La sentenza di massa in Cina
55 detenuti di etnia uigura sono stati condannati per reati legati al terrorismo in uno stadio dello Xinjiang, alla presenza di 7mila persone
Martedì 27 maggio, nella regione occidentale cinese dello Xinjiang, 55 persone sono state condannate per vari reati legati al terrorismo, separatismo e omicidi. Tre di loro sono stati condannati a morte. La lettura della sentenza, al termine di un processo che si è tenuto contro membri dell’etnia uigura (musulmani), si è svolta all’interno di uno stadio a Yili, vicino al confine cinese con il Kazhakistan, alla presenza di circa 7mila spettatori. I detenuti sono arrivati a bordo di furgoni scoperti, col volto chinato verso il basso, indossando delle divise arancioni.
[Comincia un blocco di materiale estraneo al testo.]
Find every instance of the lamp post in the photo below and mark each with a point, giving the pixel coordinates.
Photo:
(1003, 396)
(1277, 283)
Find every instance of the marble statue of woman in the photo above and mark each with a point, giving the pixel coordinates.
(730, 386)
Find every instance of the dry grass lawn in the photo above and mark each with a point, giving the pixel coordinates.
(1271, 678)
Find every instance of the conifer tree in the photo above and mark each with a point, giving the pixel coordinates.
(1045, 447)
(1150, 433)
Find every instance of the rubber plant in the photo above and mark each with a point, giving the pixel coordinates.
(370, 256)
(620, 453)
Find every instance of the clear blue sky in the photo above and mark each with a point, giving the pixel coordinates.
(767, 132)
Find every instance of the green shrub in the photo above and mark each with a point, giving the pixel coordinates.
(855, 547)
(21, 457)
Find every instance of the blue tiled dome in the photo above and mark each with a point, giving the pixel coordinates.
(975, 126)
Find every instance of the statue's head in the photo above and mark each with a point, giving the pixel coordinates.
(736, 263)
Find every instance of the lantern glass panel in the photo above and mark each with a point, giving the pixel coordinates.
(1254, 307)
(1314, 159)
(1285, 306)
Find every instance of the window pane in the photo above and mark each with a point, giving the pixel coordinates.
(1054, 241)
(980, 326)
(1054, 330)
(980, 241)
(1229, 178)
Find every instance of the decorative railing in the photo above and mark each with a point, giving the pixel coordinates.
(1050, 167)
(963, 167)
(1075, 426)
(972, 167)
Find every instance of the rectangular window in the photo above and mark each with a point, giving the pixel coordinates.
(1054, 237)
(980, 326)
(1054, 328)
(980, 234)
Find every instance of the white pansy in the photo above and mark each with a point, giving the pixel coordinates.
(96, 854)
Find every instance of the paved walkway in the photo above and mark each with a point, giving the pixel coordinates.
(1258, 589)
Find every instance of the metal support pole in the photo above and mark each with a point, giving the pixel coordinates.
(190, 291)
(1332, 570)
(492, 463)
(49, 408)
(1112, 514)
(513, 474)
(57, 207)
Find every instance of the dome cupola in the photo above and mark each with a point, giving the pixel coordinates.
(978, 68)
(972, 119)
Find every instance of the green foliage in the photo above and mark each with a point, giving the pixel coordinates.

Secondo Associated Press la sentenza è stata letta pubblicamente e resa accessibile alla popolazione locale per mostrare la fermezza del governo cinese nel combattere quello che definisce “terrorismo” separatista. Nelle ultime settimane, infatti, gli attacchi compiuti da membri dell’etnia uigura in Cina sembrano essere in aumento, anche se è difficile dirlo con precisione, vista la riluttanza del governo cinese a far trapelare informazioni su attacchi ed episodi di terrorismo. La lettura pubblica delle sentenze era comunque piuttosto frequente in tempi passati, ma col passare degli anni è stata limitata principalmente alle regioni dello Xinjiang e del Tibet, dove sono più forti i movimenti separatisti.
Genericamente si può dire che gli uiguri non accettino la presenza dei cinesi han nella regione, in costante afflusso, e denunciano da tempo le repressioni e le discriminazioni subite per mano del governo. Le proteste degli uiguri sarebbero comunque una reazione: per loro la questione centrale è quella delle restrizioni religiose. Gli uiguri devono utilizzare una versione del Corano approvata dal governo, le moschee sono gestite dal governo, gli uomini che vogliono incarichi nell’amministrazione pubblica sono costretti a radersi la barba e alle donne è vietato indossare il velo.